The goddess of justice, or the Roman Justitia, was not always blind. From that point of view, the new statue of Justice, unveiled by the Chief Justice of India in the Supreme Court, revives an ancient past in having open eyes. Yet it is not the past but the present and future that the new statue represents. It rejects the colonial-era symbolism of a blindfolded Justice in Western clothes with weighing scales in one hand and a sword in the other. The new statue is dressed in a saree and the sword has been replaced by a book representing the Constitution. The blindfolded statue was meant to be impartial, administering justice to the poor and the rich alike, uninfluenced by power, wealth and status. The sword represented punishment for the guilty. The impact was intimidating, with law being seen as impersonal and immovable and with punishment as Justice’s main function. The new statue gives the goddess a more familiar, humane cast with the changed symbolism suggesting an approach to law grounded in the Constitution.
The original figure of Justitia, whose worship was introduced by the emperor Augustus, and who evolved out of Themis of Greek mythology, a Titan who presided over justice, wisdom and good counsel, had no blindfold. A 15th-century woodcut illustrating the satirical poem, “The Ship of Fools”, has the goddess blindfolded for the first time. But this was a criticism, with the fool tying up her eyes. By the 17th century the satirical connotation had disappeared and the blindfold came to mean impartiality of the law. But the concept of equality itself has evolved and is nuanced according to time and place. India is diverse in its customs, societies and economic standards; equality in India is impartiality accompanied by a sense of differentiation and an awareness of ground realities. That is why the goddess of justice must have open eyes. In a country where the underprivileged are often disadvantaged by their lack of understanding of the law or are unable to find proper representation for themselves, justice needs to be sensitive and compassionate. This is a modernisation of the concept of justice.

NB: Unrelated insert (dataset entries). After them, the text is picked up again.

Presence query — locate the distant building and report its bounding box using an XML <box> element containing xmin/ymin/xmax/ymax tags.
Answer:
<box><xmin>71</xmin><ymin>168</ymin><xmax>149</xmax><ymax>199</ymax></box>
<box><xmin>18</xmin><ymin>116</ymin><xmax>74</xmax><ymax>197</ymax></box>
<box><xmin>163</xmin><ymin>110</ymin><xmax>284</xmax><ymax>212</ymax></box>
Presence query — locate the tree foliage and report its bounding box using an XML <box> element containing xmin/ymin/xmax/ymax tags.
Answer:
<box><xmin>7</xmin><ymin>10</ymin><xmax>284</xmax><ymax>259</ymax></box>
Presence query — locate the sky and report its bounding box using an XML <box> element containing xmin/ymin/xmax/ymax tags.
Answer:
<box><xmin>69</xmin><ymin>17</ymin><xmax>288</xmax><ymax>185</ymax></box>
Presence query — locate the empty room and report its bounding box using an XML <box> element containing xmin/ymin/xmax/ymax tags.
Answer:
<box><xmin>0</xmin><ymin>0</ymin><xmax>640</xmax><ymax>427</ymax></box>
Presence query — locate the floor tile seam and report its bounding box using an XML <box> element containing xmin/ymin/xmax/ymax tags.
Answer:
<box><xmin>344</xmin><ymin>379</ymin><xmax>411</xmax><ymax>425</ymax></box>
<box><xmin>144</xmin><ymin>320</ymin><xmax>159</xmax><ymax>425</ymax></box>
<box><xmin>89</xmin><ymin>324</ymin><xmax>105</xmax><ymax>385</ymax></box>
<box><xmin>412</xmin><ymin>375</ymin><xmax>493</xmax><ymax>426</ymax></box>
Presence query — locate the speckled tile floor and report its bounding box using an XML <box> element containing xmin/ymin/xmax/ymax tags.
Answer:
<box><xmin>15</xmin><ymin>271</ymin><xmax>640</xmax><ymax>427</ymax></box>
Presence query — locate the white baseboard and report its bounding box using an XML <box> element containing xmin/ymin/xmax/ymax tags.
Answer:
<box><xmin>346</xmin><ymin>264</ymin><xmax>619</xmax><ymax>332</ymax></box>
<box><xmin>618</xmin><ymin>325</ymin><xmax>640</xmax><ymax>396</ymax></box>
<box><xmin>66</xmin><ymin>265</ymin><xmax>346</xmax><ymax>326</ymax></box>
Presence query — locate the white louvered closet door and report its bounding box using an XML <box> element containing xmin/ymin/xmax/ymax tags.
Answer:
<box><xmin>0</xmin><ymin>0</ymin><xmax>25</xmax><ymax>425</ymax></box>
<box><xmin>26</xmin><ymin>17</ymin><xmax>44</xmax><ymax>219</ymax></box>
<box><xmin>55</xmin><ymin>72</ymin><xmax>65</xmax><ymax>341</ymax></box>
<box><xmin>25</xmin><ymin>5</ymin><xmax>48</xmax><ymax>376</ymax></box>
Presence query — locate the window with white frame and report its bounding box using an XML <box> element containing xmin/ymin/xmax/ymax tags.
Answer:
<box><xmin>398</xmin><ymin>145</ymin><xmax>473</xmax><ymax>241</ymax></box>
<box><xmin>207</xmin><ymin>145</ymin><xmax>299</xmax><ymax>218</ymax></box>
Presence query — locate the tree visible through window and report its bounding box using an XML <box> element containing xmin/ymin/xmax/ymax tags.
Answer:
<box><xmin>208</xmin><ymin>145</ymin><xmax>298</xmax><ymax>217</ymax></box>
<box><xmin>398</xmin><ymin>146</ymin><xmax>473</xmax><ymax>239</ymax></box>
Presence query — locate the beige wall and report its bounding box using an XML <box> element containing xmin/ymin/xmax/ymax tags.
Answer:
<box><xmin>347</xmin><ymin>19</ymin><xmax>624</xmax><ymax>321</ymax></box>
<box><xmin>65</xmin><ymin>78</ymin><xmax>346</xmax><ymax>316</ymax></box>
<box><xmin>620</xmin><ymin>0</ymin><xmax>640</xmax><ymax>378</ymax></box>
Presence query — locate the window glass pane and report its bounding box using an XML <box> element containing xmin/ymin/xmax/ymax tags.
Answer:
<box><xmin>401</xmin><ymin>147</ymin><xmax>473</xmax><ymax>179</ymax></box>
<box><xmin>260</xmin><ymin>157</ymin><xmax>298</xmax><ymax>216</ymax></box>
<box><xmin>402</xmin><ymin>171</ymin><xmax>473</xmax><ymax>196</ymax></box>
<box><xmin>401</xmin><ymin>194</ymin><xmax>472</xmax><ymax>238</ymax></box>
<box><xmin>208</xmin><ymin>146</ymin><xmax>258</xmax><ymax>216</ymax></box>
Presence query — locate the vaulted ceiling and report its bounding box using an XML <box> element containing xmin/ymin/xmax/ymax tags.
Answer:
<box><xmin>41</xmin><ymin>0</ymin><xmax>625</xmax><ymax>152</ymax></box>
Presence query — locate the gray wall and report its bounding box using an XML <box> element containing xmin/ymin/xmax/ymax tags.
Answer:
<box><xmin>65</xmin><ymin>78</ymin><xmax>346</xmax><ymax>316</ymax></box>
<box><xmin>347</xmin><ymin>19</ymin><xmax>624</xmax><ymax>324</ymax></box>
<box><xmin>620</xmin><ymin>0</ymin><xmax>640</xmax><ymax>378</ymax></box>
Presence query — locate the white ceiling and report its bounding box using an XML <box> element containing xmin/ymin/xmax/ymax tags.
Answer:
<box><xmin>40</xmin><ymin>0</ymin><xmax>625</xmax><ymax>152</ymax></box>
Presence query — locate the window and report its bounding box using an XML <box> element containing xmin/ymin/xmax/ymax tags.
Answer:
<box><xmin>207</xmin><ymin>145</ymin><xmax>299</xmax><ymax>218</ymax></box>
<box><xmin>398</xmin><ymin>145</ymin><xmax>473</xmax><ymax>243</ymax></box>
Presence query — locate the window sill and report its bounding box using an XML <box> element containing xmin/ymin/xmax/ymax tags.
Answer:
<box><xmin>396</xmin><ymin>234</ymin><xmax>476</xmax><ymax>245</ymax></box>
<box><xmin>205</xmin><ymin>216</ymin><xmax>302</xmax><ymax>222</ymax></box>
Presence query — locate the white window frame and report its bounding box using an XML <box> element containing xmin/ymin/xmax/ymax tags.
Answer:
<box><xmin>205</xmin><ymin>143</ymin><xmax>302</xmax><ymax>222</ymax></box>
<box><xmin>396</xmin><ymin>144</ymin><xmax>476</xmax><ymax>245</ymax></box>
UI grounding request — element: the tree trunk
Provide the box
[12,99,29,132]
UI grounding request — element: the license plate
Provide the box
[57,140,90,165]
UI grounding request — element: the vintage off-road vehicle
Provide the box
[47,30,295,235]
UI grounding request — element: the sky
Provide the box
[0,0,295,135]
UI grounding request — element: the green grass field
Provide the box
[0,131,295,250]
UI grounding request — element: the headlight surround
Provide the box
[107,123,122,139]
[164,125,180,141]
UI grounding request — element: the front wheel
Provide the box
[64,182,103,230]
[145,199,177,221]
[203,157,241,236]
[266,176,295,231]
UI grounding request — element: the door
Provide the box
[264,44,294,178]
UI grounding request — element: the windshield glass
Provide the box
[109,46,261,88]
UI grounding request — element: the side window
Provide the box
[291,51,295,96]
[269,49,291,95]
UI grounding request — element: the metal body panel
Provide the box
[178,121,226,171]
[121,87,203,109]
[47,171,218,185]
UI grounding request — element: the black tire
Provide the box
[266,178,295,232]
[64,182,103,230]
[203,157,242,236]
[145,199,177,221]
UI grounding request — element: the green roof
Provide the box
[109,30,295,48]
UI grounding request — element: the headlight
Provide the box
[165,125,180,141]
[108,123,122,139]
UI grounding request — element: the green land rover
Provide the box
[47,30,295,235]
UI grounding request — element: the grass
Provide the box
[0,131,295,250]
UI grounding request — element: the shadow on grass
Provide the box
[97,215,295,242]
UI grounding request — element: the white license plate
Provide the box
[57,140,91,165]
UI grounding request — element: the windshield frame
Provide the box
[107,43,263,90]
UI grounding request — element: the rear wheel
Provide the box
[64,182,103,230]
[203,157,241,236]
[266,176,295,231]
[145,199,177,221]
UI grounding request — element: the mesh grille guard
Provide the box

The saree on the new statue represents the Indianisation of a Western concept. The Constitution is the basis of law, not concepts of the colonial era. The vision of the Constitution is of a just, fair and compassionate society, not a threatening system that is born of the desire to repress and control. But evidence remains as important as before, because the statue carries the scales. But in the modern ideal of justice, the approach to evidence is different from that of the past. Social and economic contexts are pertinent as is the discretion of judges, who are repeatedly exhorted to apply their minds. Fairness is not a mechanical application of the law but a just understanding of each case. Will contemporary society and political leaders live up to this forward-looking representation of justice?